C&C: Wealth Hoarding Events
When enabled, countries that hoard gold above 100x their monthly income will periodically face events representing court demands and economic pressure.
- Enabled (default) — Wealth hoarding events fire from the biyearly pulse when the gold threshold is met.
- Disabled — No wealth hoarding events will fire.
C&C: Mamluks — Foreign Rule Strain
Gives the Mamluks starting penalties reflecting their status as a foreign military caste ruling over native Egyptians.
- Enabled (default) — The Mamluks begin with a permanent peasant levy penalty and decaying military strain, easing over 200 years.
- Disabled — The Mamluks start with no historical penalties.
C&C: Ottomans — Colonization
Prevent the Ottomans from colonizing.
- Prevent Colonization (default) — The Ottomans are permanently prevented from colonizing.
- Allow Colonization — The Ottomans may still colonize as normal.
C&C: Dynamic AI Personalities
Controls whether AI countries evolve their grand strategies across ages and shift in response to game events.
- Vanilla — No changes.
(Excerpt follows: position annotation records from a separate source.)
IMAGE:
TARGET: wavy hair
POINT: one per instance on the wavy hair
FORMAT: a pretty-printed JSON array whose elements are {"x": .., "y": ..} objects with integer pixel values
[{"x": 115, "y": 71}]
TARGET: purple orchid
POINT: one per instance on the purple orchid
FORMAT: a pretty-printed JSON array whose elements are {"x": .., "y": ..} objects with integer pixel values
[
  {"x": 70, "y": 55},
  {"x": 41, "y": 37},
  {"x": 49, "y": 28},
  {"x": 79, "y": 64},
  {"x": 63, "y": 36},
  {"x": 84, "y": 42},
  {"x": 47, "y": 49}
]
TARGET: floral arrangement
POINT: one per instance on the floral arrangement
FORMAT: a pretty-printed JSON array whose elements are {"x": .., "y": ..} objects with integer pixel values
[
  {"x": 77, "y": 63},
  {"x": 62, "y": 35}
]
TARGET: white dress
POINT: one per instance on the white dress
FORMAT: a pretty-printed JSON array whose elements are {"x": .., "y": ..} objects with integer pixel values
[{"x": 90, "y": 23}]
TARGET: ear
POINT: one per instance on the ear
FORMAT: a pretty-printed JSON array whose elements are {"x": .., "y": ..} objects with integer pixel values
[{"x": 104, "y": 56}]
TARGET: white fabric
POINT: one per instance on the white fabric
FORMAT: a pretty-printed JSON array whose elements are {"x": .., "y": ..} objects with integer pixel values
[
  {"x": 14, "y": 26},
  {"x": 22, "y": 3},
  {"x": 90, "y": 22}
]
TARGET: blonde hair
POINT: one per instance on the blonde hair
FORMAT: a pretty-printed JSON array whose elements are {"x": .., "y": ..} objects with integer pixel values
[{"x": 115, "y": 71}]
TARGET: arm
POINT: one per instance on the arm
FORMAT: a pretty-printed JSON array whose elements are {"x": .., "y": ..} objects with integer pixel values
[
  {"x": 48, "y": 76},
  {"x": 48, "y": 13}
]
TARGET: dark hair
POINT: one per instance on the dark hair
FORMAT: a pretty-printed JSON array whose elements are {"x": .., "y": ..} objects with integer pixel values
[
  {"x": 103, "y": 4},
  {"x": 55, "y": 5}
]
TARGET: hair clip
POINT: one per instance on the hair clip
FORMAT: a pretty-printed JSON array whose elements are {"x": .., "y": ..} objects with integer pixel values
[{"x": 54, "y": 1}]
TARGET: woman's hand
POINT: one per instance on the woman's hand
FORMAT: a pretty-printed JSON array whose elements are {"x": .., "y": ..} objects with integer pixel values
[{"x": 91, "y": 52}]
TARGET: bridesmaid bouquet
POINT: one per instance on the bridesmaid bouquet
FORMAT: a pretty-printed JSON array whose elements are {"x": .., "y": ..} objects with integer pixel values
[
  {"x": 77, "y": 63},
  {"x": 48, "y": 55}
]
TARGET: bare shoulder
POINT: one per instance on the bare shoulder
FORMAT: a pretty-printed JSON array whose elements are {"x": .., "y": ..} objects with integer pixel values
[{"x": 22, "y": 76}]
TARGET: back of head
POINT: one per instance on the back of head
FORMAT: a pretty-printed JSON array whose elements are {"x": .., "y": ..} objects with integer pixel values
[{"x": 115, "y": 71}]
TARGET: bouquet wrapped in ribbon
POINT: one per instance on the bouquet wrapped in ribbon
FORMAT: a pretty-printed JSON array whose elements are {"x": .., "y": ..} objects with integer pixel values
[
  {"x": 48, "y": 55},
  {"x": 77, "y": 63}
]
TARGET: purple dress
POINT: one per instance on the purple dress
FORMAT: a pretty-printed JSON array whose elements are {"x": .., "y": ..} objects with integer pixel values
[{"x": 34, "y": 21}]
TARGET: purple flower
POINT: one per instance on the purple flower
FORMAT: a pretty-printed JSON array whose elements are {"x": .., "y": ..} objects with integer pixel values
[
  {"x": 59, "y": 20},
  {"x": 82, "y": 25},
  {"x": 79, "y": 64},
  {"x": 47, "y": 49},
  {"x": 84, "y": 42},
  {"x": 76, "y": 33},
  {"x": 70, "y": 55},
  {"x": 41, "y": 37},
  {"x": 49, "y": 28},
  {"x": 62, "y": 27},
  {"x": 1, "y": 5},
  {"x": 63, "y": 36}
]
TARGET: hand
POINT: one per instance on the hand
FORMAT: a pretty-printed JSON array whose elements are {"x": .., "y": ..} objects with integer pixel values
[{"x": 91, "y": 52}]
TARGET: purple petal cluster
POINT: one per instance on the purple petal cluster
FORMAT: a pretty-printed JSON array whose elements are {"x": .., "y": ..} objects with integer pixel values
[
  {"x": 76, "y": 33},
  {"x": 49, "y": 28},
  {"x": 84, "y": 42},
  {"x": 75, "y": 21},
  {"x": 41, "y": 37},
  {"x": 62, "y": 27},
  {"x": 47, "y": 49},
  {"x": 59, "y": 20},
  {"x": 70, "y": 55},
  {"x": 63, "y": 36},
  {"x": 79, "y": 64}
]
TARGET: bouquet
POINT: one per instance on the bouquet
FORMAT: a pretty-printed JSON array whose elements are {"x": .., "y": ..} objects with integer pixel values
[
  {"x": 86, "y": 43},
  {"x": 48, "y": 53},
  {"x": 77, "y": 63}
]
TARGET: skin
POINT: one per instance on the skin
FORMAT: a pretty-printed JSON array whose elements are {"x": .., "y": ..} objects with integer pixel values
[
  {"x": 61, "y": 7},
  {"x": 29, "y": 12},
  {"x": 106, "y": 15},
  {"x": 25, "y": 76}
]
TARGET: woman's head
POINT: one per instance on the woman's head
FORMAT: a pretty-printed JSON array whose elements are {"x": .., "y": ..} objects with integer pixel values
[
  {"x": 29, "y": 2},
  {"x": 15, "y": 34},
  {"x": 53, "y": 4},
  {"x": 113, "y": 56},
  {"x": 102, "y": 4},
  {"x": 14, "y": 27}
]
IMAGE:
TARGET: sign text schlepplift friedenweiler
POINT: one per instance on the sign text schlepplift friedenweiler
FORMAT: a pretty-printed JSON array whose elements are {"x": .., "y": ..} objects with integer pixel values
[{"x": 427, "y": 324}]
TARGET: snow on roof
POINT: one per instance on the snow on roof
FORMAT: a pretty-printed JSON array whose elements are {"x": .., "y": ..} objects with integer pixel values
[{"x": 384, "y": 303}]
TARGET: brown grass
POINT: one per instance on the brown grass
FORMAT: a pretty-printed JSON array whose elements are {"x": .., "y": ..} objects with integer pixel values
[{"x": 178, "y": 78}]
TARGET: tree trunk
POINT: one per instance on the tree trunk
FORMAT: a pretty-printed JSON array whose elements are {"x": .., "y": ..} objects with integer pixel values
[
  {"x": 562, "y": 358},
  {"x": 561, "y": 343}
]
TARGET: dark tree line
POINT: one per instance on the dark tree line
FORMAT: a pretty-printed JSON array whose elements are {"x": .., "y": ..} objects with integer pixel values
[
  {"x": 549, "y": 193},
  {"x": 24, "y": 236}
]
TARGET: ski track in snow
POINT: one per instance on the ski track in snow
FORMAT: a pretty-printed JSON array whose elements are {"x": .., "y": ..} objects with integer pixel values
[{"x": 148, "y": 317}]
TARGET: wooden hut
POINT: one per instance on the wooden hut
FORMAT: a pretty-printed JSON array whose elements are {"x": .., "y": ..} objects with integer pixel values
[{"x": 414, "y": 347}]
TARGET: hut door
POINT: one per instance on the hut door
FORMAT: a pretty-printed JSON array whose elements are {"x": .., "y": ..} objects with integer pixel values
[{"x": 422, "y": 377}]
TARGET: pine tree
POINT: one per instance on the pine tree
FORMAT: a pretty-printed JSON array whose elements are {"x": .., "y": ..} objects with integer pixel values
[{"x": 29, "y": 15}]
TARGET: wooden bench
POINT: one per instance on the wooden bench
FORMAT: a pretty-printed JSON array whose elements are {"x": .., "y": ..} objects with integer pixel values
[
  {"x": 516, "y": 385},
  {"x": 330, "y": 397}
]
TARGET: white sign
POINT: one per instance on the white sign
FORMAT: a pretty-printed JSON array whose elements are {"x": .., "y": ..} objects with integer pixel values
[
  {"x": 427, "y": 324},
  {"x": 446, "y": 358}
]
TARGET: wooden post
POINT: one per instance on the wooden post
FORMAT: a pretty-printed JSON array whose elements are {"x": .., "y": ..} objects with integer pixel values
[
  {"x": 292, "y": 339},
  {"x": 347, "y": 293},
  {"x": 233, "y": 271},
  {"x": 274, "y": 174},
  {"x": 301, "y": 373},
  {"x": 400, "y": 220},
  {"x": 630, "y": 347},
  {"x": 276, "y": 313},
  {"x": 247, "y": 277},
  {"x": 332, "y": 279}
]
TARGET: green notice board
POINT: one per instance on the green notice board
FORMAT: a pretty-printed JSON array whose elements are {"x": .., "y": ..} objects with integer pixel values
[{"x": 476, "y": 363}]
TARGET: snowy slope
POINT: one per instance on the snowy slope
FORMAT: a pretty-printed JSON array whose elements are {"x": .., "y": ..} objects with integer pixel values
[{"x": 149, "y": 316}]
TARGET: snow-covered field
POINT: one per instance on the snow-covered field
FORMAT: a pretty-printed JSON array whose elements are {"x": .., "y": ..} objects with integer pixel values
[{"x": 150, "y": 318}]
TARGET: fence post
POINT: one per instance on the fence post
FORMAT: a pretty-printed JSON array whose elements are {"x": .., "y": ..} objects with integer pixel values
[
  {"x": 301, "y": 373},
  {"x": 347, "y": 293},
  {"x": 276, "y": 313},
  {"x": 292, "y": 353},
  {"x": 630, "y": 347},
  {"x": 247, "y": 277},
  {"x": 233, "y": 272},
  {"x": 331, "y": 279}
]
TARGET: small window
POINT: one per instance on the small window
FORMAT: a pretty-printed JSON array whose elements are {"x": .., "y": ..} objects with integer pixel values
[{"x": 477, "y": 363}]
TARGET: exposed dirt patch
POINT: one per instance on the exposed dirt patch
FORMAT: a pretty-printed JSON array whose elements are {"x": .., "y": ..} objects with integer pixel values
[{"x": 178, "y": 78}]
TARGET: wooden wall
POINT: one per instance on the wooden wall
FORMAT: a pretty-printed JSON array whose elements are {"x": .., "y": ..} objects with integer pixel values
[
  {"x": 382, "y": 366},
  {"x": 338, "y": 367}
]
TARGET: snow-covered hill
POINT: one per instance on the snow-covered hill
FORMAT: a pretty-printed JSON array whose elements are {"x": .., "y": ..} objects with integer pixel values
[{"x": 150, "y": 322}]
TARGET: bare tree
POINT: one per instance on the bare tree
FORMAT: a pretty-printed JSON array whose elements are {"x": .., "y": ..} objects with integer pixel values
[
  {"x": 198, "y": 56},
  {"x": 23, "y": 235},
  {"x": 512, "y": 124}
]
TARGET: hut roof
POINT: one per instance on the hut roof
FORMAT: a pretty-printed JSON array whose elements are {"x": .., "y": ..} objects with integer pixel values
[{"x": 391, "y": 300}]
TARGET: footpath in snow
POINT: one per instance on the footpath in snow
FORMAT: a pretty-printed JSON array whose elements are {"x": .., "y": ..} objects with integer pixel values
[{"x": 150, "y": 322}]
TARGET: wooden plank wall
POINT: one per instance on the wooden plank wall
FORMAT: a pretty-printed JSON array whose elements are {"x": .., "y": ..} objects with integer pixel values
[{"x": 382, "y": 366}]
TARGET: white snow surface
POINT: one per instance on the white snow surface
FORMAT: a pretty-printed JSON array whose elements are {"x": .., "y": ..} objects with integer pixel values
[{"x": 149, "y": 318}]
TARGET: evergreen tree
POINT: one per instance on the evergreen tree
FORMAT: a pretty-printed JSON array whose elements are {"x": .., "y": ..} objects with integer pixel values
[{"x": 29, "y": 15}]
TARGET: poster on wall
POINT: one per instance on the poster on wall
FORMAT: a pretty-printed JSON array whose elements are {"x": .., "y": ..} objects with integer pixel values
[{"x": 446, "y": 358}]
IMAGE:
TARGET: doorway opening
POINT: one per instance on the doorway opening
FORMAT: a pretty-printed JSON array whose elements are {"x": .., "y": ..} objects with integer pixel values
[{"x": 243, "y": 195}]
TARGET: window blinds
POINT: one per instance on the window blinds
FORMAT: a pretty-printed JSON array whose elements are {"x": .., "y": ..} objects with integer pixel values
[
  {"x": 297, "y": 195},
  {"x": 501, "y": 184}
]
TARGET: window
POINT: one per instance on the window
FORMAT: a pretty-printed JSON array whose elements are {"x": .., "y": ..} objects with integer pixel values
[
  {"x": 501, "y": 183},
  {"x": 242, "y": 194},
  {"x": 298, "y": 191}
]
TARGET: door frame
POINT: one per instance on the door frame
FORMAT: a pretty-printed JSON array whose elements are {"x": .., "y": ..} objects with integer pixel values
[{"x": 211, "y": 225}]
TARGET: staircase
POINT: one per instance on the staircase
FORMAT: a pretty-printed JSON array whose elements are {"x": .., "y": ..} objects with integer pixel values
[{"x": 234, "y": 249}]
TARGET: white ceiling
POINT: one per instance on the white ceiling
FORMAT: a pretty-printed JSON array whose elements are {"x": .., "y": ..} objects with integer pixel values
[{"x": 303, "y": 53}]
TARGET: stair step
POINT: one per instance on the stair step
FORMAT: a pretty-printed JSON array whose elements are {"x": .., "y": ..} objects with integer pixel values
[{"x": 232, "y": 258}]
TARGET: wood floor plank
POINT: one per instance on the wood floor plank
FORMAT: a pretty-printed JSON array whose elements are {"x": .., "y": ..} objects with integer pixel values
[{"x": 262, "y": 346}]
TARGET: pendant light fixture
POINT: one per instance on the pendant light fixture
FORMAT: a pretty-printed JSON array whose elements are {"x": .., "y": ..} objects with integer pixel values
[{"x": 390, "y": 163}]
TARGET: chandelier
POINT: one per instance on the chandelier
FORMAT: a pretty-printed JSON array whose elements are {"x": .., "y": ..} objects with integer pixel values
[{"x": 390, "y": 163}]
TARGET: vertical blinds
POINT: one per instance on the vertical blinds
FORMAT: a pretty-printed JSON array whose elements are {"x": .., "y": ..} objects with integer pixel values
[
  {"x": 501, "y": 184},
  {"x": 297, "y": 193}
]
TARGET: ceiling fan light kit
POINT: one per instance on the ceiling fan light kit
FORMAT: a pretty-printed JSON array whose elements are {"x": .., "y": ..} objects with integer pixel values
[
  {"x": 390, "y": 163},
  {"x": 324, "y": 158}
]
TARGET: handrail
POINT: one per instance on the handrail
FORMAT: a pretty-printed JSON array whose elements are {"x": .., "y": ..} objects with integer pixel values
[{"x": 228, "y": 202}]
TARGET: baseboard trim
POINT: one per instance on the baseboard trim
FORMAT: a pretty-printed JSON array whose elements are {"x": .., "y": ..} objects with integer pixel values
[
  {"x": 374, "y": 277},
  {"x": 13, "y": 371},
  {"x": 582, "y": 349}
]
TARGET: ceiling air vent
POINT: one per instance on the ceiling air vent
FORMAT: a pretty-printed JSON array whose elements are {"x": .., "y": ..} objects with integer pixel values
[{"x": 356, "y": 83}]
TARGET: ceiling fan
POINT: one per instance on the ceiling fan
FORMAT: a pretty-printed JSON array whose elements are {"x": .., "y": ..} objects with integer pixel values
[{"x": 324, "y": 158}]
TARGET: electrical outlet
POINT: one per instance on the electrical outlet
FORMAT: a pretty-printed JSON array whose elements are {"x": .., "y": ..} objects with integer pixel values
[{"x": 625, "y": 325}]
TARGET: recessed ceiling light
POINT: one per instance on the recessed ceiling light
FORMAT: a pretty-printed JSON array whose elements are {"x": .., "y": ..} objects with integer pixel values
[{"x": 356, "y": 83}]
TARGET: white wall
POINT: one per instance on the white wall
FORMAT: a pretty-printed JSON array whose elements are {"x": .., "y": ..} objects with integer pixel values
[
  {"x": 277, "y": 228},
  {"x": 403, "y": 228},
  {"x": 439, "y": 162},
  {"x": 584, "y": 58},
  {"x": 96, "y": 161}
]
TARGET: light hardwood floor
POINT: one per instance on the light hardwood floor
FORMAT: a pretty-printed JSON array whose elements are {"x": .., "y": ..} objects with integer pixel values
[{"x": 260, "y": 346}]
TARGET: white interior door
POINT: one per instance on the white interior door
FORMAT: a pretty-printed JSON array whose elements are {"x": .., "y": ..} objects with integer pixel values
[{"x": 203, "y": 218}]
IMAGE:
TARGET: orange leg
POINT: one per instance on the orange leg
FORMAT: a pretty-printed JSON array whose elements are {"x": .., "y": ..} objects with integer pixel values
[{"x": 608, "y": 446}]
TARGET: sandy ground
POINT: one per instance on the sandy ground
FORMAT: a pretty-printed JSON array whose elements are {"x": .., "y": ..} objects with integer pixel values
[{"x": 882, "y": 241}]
AI personalities use vanilla historical assignments and random rules only.
- Dynamic Historical — Major powers follow historically-informed personality arcs across ages. Key turning points fire choice events with a historical option and one or two alternatives.
- Dynamic Drift Only — Adds context-driven personality changes for all AI countries, shifting in response to war, power, wealth, and circumstance.
- Dynamic Historical + Drift (default) — Adds context-driven drift events for all AI countries, shifting personalities in response to war, power, wealth, and circumstance. Major powers follow historically-informed personality arcs across ages. Key turning points fire choice events with a historical option and one or two alternatives. Historical events still guard against random drift for ~20 years after they fire.
C&C: France — Hundred Years War Flavor
Enables historical flavor for the Hundred Years War: starting levy and estate modifiers for France and England, war outcome stacking, vassal defection pressure events, observer power reactions, and the Replace Appanage Ruler decision.
- Enabled (default) — France and England start with historical modifiers; war outcomes stack levy and estate effects over time; Burgundy, Brittany, and other vassals may waver when their suzerain suffers defeat.
- Disabled — No HYW-specific starting modifiers, stacking events, or vassal defection pressure will fire.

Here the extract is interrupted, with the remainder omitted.